Editor’s Note: This story originally appeared on New retirement.
For most people, withdrawals from retirement savings are an important part of their retirement income.
To maximize your returns, but to make sure the money you need is there when you need it, you’ll want to match your asset allocation to your risk tolerance and adjust your allocation as your tolerance changes over time.
In an ideal world, you would have all your money in risk-free investments that offer high returns. However, it is impossible to reliably assume that you will have high returns or low risk and it is almost unheard of to have both, at least not at the same time.
Here’s what you need to know about asset allocation as you age.
What is asset allocation?
Asset allocation is how your assets (money) are allocated (invested) in different types of financial vehicles.
The most common asset allocation examples involve a combination of stocks, bonds, and cash, although other investments can and should be considered.
You want an asset allocation (investment mix) that suits your goals, risk tolerance, and time horizon for needing the money.
If you have a high tolerance for risk, you won’t need the money for a long period of time, and you have a goal of maximizing returns, then investments in stocks (or other asset classes with relatively high risk profiles) might be appropriate.
If you have a low tolerance for risk, need access to short-term money, and are aiming to preserve your capital while keeping pace with inflation, then you will want to have some cash, some in low-risk vehicles like bonds. and some in index funds to help you with inflation.
More risk when you are young, less as you get older
Conventional wisdom is to invest more risky when you are young and have long-term horizons to make up for losses. And invest much more conservatively when you’re older and depend on assets for retirement income.
In fact, a long-standing and widely accepted rule of thumb is to subtract your age from 100 and use that figure as the percentage of your portfolio that you should keep in stocks with the remaining funds in cash and bonds.
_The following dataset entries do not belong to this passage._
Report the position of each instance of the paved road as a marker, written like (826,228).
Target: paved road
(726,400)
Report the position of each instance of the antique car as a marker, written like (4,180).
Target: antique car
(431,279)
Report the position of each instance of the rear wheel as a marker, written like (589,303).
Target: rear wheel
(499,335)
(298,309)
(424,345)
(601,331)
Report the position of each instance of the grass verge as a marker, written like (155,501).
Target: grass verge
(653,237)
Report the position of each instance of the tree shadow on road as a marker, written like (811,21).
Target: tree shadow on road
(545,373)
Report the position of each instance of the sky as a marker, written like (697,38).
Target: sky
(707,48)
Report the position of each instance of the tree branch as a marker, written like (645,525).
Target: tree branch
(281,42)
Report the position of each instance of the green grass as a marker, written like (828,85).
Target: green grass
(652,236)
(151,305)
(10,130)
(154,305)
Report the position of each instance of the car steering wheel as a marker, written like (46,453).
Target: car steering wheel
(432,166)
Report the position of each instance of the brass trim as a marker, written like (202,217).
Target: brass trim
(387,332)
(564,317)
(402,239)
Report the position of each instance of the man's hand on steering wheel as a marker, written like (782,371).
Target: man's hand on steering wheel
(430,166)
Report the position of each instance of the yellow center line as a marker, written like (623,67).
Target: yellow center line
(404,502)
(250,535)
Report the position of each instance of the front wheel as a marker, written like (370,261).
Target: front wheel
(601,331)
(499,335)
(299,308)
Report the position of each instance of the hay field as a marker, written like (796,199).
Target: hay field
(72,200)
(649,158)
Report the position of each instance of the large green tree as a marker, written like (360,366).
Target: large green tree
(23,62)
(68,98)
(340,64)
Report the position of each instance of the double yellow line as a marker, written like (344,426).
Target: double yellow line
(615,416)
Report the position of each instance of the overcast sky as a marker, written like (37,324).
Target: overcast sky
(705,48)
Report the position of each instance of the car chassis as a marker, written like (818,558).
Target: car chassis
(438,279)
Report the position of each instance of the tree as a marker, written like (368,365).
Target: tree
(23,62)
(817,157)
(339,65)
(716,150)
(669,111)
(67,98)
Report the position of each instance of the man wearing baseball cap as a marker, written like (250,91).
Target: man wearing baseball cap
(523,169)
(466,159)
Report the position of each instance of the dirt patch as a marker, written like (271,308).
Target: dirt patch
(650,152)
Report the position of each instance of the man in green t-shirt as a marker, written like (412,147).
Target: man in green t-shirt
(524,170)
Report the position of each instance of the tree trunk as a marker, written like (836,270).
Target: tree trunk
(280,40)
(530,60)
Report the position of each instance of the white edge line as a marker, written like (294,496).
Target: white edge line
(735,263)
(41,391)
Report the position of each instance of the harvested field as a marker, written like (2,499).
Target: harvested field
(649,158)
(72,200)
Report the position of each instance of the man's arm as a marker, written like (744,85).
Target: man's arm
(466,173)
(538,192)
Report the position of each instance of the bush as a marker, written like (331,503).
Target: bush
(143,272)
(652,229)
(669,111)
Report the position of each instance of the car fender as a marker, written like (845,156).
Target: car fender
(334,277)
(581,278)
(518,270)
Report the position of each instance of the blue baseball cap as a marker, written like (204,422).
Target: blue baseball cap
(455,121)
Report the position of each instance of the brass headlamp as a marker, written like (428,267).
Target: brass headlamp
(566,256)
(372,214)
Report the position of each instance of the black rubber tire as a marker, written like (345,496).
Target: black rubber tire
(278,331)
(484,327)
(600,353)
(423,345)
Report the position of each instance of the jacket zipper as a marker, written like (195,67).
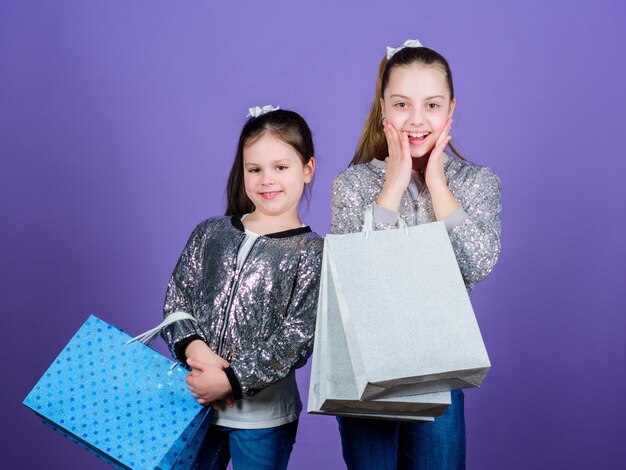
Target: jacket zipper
(233,290)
However, some financial planners now recommend that the rule now should subtract your age from 110 or even 120 to get the best percentage.
So if you are:
- 30, then you should have between 70% and 90% of your portfolio invested in stocks
- 40, then 60% to 80% in stocks
- 50, then 50% to 70%
- 60, then 40% to 60%
- 70, then 30% to 50%
- 80, then 20% to 40%
- 90, then 10% to 30%
With the New retirement planner you can now model a change in your future rate of return.
For example, if you are now 50 years old and modeling a 10% return on an account, you can now project your finances with a shift to a lower (or higher) rate of return when you turn 65 (or whatever age you choose ).
But wait, age isn’t everything!
Age is not necessarily the most important asset allocation factor for everyone.
In fact, the most important considerations for asset allocation are:
- How much money do you need?
- How much money do you want?
- What is the time frame for you want and need the money?
For example, let’s say you are 60 years old and have $ 800,000 in savings. You have determined that you will not need and will not want to spend more than $ 500,000 of your savings over its projected useful life (plus 10 years for good measure).
You could invest $ 500,000 in an asset allocation strategy based on your age with the remaining $ 300,000 invested for whatever other financial goals you have.
Bucket strategies are one way to determine the ideal asset allocation for you.
You determine your ideal asset allocation based on different types of money amounts.